What is an interest rate?
- A fixed-rate mortgage (FRM) [For example, I’m sure you’ve heard of “30 year fixed-rate mortgage“.]
- An adjustable-rate mortgage (ARM)
- A temporary buydown of the interest rate or initial monthly payment.
What is an annual percentage rate (APR)?
You should see both an interest rate and an annual percentage rate (APR) in various documents. The APR, which is usually higher than the interest rate, expresses the cost of the mortgage as an outgoing annual rate and includes certain fees, points, closing costs and other expenses (even though they are paid at application, or before or at closing).
APRs can help you compare types of mortgages and the costs between mortgages or lenders, but remember that the APR is different from the actual interest rate on your mortgage.
I will repeat- The APR is different from the actual interest rate on your mortgage.
How is the interest rate determined?
Catch this- This is why a rate found online may not provide enough information or reflect the interest rate you will actually receive once a lender has assessed your specific circumstances.
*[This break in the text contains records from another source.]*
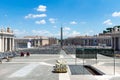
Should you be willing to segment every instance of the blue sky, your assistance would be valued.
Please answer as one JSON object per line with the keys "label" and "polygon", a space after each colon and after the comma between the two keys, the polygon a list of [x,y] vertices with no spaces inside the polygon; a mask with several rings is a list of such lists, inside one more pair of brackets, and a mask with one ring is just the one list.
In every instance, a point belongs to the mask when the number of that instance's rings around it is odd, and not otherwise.
{"label": "blue sky", "polygon": [[120,0],[0,0],[0,27],[17,37],[95,35],[120,24]]}

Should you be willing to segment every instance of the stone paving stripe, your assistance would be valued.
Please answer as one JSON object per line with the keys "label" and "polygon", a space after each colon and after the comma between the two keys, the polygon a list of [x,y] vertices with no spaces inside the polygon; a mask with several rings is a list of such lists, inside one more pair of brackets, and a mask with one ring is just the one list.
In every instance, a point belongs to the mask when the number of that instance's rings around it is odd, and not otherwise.
{"label": "stone paving stripe", "polygon": [[59,73],[59,80],[70,80],[68,73]]}
{"label": "stone paving stripe", "polygon": [[11,74],[9,76],[9,78],[13,78],[13,77],[24,77],[26,75],[28,75],[33,69],[35,69],[37,66],[39,66],[40,64],[29,64],[25,67],[23,67],[22,69],[16,71],[15,73]]}

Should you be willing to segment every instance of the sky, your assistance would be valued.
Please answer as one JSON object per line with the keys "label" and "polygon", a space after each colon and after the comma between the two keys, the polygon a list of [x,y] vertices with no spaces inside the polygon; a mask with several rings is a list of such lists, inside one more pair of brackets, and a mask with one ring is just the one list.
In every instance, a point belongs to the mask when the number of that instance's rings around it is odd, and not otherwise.
{"label": "sky", "polygon": [[120,25],[120,0],[0,0],[0,28],[16,37],[96,35]]}

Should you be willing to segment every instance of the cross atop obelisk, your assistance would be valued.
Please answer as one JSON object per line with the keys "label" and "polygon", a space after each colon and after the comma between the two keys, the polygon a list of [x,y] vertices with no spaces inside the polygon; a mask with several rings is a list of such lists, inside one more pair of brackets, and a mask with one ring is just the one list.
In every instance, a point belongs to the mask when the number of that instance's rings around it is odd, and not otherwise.
{"label": "cross atop obelisk", "polygon": [[61,26],[61,40],[60,40],[60,43],[61,43],[61,48],[63,47],[63,28]]}

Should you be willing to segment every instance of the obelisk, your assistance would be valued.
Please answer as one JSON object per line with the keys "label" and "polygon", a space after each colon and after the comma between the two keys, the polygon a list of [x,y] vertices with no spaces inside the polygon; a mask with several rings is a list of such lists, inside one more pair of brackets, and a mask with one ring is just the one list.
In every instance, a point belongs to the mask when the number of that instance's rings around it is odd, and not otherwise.
{"label": "obelisk", "polygon": [[61,48],[63,47],[63,29],[61,27],[61,40],[60,40],[60,43],[61,43]]}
Mortgages reflect the conditions in the financial markets.
Complex variables affect the ride and fall of interest rates. This is why we see rates published daily. It’s most important to understand that there is no “one mortgage rate“.
Rates can fluctuate not only daily, but even hourly with movements in the financial markets, and by mortgage type and mortgage amount.
Additionally, the interest rate on your mortgage depends on the risk your mortgage features represent.
When lending money to customers to finance their homes, lenders and their investors take the risk that these customers will not pay back the money loaned to them.
- Lenders typically offer lower mortgage rates on mortgages that present less risk.
- Based on many decades of lending, there are many factors that reduce or increase risk have been identified, including down payment amount, credit score, and other factors.
- Customers with higher credit scores historically default less often (so the lender anticipates less risk) than those with lower credit scores.
- A customer with more money invested in a mortgage with a higher down is considered less risky than a mortgage with a lower down payment.
- Other factors are similarly considered: your debt level in relation to your mortgage amount, whether your home is your primary residence or an investment property, whether it’s a single-family or multi-family home, the mortgage term you need or want, the amount of documentation you provide, etc., etc., etc.
Thing to consider if you decide to “shop rates” among lenders
- A rate that’s not based on the full details of your specific circumstances can only be a guess. Yes Boo, it’s just a guess.
- A guess you obtain today from one lender versus a guess you obtained yesterday or a week ago from another lender offers little (aka zero) basis for an accurate comparison.
- Here’s a simple one– different mortgage types and different mortgage terms have different rates.
- Be sure to understand whether the rate you are quoted is an introductory rate, sometimes called a “teaser rate”, that might rise dramatically a short time after closing.